Il presentimento che il fascino del palcoscenico, dei dialoghi serrati, degli ambienti chiusi e della pressione che quest’ultimi sono in grado di stimolare sull'essere umano, interessino al regista polacco più di ogni altra cosa, adesso come non mai nella sua vita, accresce costantemente alimentato dalla messa in scena di progetti che vanno ad esaltare caratteristiche assai specifiche.
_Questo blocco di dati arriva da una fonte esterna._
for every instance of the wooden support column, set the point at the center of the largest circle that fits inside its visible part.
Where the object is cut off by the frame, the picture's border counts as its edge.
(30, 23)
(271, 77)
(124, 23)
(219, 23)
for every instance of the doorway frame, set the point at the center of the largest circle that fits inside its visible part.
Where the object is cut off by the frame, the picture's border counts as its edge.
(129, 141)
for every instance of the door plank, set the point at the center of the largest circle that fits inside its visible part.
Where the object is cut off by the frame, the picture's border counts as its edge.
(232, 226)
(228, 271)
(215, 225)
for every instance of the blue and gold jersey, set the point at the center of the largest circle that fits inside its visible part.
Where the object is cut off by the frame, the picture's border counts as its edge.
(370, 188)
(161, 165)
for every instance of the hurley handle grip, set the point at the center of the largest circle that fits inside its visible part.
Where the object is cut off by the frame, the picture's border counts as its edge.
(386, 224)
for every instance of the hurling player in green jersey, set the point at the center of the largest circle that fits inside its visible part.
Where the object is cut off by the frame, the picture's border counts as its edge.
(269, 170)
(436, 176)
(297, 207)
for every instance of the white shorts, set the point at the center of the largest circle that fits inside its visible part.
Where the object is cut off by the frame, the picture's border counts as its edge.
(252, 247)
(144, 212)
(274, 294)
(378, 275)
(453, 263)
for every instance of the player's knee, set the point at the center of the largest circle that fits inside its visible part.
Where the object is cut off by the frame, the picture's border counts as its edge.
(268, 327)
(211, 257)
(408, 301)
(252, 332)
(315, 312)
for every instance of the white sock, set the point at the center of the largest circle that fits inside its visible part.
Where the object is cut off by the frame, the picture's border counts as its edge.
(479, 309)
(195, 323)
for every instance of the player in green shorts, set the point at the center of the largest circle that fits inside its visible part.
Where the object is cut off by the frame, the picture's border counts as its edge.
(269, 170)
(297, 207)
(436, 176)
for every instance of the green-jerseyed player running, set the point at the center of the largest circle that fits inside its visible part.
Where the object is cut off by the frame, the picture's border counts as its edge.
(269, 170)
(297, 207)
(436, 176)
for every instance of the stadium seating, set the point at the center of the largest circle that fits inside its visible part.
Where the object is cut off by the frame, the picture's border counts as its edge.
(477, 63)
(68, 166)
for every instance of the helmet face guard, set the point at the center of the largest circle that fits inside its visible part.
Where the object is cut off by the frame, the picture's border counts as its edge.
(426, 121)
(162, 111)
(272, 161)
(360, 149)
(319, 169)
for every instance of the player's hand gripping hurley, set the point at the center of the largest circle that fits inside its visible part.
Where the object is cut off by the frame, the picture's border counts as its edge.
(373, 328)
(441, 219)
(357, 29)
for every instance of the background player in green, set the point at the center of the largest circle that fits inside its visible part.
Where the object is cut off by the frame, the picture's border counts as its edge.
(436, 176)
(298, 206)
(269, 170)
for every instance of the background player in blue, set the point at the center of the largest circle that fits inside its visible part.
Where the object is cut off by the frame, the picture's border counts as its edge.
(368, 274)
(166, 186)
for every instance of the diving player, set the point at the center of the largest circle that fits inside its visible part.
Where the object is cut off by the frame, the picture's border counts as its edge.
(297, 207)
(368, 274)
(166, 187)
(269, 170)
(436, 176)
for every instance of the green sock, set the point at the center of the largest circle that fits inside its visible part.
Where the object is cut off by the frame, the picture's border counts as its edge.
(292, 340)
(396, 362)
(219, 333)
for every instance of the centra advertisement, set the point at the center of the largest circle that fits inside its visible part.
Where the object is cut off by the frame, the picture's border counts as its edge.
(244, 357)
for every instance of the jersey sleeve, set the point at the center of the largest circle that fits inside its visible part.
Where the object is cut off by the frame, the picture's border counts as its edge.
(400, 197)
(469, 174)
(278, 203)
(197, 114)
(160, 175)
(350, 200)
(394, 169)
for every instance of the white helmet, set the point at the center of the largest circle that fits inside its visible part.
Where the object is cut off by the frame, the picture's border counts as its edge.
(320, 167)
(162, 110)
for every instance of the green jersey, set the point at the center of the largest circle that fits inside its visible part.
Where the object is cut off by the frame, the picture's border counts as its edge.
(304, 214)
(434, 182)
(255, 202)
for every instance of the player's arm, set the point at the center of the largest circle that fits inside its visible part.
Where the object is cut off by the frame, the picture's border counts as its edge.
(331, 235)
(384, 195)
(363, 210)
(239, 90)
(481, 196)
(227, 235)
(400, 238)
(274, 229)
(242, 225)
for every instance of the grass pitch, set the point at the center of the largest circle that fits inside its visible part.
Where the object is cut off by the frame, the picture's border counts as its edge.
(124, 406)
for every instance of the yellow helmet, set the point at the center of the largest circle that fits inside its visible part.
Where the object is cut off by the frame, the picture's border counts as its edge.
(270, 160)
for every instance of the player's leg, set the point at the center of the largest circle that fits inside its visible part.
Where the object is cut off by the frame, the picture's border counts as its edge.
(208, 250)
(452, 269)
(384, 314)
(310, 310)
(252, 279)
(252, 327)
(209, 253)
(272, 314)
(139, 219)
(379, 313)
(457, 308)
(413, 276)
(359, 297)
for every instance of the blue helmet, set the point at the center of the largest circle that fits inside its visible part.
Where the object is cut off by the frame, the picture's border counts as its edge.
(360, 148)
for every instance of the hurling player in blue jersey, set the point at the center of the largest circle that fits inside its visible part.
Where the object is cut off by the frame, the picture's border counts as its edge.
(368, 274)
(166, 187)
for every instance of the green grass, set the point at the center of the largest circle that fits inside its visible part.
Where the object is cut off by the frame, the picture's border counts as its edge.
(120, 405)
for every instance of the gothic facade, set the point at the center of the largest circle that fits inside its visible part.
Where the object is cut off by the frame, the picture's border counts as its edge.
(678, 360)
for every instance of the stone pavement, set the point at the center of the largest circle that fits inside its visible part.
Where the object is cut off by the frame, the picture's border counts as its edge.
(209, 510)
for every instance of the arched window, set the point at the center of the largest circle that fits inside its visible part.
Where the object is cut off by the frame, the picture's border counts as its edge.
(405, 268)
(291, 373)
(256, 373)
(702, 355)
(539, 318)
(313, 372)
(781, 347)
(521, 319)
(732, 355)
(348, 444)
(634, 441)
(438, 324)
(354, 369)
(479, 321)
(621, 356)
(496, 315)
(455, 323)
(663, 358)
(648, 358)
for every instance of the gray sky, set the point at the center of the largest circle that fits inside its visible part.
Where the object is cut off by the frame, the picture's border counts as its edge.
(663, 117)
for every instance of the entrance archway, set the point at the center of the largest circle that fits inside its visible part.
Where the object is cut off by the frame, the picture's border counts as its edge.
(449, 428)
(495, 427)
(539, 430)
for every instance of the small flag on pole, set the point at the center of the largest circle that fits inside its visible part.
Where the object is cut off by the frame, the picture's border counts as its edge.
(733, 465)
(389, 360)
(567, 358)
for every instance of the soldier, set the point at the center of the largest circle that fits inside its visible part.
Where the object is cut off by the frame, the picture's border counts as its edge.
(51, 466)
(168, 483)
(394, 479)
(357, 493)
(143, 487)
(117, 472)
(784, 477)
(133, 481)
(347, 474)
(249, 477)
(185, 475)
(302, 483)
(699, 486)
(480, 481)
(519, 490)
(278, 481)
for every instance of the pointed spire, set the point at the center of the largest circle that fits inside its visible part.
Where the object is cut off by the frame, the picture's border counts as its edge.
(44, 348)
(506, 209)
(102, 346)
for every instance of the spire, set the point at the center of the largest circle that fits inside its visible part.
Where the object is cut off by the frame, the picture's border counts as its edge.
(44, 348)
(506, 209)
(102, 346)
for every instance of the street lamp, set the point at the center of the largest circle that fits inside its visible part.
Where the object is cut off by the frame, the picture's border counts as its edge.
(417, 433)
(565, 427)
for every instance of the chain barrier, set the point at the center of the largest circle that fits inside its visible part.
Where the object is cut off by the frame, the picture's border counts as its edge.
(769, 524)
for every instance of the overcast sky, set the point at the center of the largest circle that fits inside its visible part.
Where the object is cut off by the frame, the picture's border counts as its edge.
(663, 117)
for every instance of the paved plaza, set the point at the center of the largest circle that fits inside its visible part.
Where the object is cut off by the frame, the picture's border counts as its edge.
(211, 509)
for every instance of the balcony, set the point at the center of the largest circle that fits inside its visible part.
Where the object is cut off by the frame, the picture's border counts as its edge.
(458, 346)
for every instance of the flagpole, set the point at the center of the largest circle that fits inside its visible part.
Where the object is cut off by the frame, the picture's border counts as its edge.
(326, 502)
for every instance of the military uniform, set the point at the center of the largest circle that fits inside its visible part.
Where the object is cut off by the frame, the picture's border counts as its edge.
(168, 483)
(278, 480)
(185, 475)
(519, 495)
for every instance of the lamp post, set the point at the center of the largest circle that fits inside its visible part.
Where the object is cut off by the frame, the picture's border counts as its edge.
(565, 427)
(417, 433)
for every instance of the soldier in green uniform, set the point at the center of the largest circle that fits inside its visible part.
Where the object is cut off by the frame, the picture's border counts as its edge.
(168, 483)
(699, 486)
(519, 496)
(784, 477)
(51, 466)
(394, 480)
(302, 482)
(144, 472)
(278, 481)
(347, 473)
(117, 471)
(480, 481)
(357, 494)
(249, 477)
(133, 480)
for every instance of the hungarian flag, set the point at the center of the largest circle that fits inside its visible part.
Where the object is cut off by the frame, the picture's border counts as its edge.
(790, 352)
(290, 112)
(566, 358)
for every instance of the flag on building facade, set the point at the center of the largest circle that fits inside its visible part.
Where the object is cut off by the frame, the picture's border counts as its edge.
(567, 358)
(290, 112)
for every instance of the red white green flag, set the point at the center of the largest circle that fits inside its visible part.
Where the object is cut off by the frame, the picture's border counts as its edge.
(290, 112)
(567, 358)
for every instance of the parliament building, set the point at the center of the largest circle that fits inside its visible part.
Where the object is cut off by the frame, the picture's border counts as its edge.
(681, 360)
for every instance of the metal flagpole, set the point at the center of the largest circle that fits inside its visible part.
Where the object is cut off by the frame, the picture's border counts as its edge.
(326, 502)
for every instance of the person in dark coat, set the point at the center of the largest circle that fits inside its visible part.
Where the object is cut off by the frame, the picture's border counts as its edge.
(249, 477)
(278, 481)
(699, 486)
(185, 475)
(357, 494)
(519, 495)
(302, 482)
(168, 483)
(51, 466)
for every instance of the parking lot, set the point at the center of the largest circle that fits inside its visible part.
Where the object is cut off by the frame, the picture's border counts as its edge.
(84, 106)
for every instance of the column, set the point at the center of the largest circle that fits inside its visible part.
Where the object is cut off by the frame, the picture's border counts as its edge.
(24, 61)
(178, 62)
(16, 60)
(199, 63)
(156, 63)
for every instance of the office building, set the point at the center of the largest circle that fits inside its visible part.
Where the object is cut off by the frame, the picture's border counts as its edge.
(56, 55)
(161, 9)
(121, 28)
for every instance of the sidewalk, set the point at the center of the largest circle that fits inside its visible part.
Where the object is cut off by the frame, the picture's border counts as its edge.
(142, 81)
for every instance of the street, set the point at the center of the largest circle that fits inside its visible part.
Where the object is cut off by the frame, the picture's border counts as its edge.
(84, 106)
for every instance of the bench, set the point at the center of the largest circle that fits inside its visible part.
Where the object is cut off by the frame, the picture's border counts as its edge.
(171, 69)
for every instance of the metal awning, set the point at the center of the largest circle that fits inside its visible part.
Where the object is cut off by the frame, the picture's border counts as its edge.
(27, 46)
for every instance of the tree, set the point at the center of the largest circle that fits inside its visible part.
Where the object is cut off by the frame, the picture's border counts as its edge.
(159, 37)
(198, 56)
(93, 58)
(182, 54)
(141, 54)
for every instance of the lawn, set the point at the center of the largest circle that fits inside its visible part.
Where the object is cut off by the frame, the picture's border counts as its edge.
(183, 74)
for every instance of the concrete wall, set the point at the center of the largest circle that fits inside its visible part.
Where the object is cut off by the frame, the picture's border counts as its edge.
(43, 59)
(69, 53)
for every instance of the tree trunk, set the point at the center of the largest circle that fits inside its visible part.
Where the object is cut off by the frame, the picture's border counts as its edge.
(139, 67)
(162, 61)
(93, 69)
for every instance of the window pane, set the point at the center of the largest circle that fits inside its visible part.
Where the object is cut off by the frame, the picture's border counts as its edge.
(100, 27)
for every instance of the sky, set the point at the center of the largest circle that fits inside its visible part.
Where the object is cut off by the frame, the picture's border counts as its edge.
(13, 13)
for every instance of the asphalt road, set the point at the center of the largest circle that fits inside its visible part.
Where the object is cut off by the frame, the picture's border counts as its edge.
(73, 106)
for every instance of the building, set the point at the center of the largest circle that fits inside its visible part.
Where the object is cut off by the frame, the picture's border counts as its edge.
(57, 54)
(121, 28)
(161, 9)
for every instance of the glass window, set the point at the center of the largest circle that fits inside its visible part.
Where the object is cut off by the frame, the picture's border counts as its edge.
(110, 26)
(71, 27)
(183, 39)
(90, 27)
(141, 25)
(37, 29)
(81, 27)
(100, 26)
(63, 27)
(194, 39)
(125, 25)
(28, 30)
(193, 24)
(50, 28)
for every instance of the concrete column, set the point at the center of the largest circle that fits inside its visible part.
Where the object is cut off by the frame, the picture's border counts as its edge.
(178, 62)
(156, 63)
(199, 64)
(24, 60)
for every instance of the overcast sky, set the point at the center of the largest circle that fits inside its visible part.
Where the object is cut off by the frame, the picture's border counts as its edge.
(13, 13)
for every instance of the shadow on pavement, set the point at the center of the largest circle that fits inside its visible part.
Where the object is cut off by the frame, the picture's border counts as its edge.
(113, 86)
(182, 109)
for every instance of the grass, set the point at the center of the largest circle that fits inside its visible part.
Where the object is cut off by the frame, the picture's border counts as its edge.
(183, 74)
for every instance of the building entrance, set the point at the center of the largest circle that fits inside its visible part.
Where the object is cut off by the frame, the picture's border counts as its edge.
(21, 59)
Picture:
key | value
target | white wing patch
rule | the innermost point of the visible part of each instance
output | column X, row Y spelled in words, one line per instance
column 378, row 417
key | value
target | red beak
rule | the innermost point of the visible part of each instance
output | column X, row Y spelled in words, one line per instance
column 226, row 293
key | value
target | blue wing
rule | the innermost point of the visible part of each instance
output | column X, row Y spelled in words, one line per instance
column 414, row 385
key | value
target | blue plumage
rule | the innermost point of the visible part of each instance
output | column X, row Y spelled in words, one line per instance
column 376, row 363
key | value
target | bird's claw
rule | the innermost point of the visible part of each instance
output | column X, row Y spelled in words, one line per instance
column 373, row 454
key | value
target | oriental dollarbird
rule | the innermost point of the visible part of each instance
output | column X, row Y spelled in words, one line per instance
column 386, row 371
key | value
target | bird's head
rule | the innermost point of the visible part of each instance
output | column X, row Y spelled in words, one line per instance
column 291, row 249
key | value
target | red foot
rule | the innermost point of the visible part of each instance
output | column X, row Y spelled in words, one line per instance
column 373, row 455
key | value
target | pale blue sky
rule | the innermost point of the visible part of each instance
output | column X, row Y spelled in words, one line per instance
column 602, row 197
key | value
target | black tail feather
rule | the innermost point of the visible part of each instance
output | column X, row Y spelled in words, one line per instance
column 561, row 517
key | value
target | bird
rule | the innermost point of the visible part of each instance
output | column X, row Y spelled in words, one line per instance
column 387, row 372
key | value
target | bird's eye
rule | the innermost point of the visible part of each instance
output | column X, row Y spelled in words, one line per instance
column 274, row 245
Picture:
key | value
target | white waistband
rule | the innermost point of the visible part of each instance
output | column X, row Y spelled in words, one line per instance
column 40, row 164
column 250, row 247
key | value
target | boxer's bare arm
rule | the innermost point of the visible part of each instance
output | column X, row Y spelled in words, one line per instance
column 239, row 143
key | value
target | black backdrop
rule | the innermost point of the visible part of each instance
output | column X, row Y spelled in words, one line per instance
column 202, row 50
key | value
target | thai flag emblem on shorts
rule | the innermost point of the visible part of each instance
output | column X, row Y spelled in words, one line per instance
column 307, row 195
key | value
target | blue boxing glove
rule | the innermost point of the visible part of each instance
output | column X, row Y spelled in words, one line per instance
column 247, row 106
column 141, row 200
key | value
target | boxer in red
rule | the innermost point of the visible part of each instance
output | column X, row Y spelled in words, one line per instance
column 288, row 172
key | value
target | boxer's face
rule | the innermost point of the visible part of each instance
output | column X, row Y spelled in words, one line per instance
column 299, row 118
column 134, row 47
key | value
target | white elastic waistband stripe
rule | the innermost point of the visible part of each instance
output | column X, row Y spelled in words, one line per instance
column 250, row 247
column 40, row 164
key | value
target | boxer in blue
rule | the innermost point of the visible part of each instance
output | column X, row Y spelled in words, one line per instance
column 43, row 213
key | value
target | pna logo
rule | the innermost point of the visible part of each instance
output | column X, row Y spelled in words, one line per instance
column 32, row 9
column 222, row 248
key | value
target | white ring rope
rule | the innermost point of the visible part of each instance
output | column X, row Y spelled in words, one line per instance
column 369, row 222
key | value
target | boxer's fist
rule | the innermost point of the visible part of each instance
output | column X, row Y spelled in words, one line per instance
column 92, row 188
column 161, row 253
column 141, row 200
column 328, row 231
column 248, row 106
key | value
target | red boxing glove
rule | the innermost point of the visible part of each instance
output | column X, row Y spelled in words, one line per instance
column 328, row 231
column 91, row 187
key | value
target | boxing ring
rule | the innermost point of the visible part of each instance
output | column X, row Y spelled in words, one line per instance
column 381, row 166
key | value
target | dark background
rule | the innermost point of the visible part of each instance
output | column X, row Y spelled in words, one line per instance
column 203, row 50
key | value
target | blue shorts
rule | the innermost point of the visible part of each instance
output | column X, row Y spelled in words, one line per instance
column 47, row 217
"Venere in Pelliccia" rappresenta infatti il preciso incastro da inserire immediatamente oltre quel meraviglioso lavoro operato con "Carnage", un rincarare la dose restringendo gli interpreti con cui Polanski porta al cinema un’opera teatrale ambientata direttamente tra palcoscenico e platea, un teatro vero all'interno del quale due interpreti fantastici come Mathieu Amalric e Emmanuelle Seigner si sfidano di fioretto montando, per intensità e bravura, il peso di una tortuosa sceneggiatura (anch'essa scritta da Polanski) completamente sulle loro spalle. Il plot di per sé è già straordinario: un regista alla ricerca di una donna che sappia interpretare a pennello il ruolo di Vanda che lui stesso ha riscritto per l'adattamento personale del romanzo Venere in Pelliccia, massacrato da una giornata di provini fallimentari viene soggiogato a notte inoltrata da un'attrice ambigua che si presenta con lo stesso nome della protagonista e che, nonostante le apparenze volgari e succinte, pare incarnare alla perfezione la personalità del ruolo che lui stesso ha tratteggiato nel copione.
Ma è a luci accese che la sensazione di una non piena soddisfazione lentamente ci attraversa, quando l'incanto svanisce e la carica attrattiva generata da Thomas e Vanda ormai è solo un ricordo. Li realizziamo realmente di aver assistito ad uno spettacolo decisamente intenso ma incapace di rimanere nella pancia e di suscitare riflessioni, un vuoto che a Polanski perdonare non possiamo affatto, un vuoto che da lui, e da un suo lavoro, non possiamo assolutamente accettare.